The steps of a method or algorithm described in connection with the embodiments disclosed herein may be embodied in hardware, a software module executed by a processor, or a combination of the two. A software module may reside in Random Access Memory (RAM), memory, Read Only Memory (ROM), electrically programmable ROM, electrically erasable programmable ROM, registers, hard disk, a removable disk, a CD-ROM, or any other form of storage medium known in the art.
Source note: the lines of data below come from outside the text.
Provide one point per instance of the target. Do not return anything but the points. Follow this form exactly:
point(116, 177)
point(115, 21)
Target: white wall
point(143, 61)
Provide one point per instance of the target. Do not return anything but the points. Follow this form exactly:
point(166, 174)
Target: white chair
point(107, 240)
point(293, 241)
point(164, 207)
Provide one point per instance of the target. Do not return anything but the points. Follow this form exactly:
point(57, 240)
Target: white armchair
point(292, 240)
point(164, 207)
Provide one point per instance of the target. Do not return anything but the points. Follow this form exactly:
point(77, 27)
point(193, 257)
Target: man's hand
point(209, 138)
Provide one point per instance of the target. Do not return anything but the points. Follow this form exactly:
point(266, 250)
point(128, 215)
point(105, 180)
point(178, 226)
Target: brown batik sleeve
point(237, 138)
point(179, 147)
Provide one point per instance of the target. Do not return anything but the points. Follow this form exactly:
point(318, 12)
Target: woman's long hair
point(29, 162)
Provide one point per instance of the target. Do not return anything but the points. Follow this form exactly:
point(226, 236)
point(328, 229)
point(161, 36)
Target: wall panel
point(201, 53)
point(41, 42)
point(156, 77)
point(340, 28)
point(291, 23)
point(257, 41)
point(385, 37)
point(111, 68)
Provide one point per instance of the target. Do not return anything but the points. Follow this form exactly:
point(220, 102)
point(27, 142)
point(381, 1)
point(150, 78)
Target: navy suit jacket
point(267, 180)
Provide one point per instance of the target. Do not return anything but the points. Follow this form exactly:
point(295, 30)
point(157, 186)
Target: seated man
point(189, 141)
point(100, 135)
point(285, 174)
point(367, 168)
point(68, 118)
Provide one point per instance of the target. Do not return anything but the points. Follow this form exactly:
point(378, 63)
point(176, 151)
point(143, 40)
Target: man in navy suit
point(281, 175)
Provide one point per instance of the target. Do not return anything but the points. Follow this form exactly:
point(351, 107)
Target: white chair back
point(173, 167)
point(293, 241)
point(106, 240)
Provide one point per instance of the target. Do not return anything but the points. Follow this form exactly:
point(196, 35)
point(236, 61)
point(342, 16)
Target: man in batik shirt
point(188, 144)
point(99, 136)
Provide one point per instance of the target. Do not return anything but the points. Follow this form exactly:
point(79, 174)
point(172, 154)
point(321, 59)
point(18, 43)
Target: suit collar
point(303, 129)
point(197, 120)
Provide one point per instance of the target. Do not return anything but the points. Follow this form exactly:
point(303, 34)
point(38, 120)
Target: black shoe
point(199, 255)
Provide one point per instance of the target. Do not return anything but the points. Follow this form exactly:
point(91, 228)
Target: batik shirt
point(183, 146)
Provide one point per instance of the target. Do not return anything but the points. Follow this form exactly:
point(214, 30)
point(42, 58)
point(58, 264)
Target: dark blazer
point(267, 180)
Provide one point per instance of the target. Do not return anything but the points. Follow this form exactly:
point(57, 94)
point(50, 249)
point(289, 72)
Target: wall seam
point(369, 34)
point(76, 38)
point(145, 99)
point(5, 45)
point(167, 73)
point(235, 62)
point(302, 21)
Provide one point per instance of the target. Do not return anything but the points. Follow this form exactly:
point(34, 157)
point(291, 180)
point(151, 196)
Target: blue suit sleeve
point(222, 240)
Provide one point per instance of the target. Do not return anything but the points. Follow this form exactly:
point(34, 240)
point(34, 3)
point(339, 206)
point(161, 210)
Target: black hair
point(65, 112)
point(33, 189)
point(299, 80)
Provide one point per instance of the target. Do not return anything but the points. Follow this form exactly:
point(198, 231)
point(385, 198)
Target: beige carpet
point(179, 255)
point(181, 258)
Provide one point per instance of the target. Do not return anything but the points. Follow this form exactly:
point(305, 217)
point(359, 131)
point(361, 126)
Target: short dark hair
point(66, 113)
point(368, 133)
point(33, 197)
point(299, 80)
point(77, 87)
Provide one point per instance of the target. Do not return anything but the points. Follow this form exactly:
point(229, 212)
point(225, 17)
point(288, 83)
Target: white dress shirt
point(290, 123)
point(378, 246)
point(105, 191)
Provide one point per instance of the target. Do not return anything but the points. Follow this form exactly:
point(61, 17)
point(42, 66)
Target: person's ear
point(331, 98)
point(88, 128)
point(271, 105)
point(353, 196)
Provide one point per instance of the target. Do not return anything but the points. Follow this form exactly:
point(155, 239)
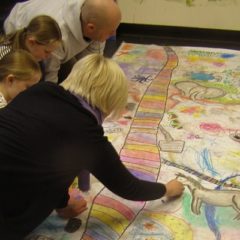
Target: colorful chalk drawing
point(182, 120)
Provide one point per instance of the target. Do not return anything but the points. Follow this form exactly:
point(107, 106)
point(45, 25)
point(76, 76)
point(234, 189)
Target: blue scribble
point(206, 163)
point(210, 211)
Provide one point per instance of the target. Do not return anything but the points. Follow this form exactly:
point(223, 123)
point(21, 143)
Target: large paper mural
point(182, 121)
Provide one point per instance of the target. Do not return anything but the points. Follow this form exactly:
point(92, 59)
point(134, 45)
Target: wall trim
point(172, 35)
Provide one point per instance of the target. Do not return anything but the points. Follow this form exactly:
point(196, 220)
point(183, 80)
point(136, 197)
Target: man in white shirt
point(85, 26)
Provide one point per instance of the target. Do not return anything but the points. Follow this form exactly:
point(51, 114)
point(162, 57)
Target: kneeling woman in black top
point(50, 132)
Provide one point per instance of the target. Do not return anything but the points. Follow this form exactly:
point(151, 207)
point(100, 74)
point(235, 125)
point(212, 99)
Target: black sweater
point(46, 138)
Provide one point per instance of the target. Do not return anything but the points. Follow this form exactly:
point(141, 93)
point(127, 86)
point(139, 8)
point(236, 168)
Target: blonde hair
point(101, 82)
point(19, 63)
point(44, 28)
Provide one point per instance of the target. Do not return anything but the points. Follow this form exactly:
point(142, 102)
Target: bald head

The above-mentioned embodiments are intended to illustrate the objects, technical solutions and advantages of the present invention in further detail, and it should be understood that the above-mentioned embodiments are merely exemplary embodiments of the present invention, and are not intended to limit the scope of the present invention, and any modifications, equivalent substitutions, improvements and the like made within the spirit and principle of the present invention should be included in the scope of the present invention.
Claims (22)
1. A method for protecting privacy information of a sample set of images, comprising:
determining an image sample to be protected in an image sample set to be protected as a target sample, wherein the target sample comprises a target image and a target label;
determining an image with a label different from the target label as a selected image;
adjusting the pixel value of the selected image by taking the processing result of the pre-trained image recognition model for the selected image approaching to the processing result for the target image as a target to obtain an adjusted image, wherein the image recognition model is obtained by training the to-be-protected image sample set;
and setting the target label as the label of the adjustment image to obtain a protected image sample comprising the adjustment image and the target label, and using the protected image sample to form a protected image sample set.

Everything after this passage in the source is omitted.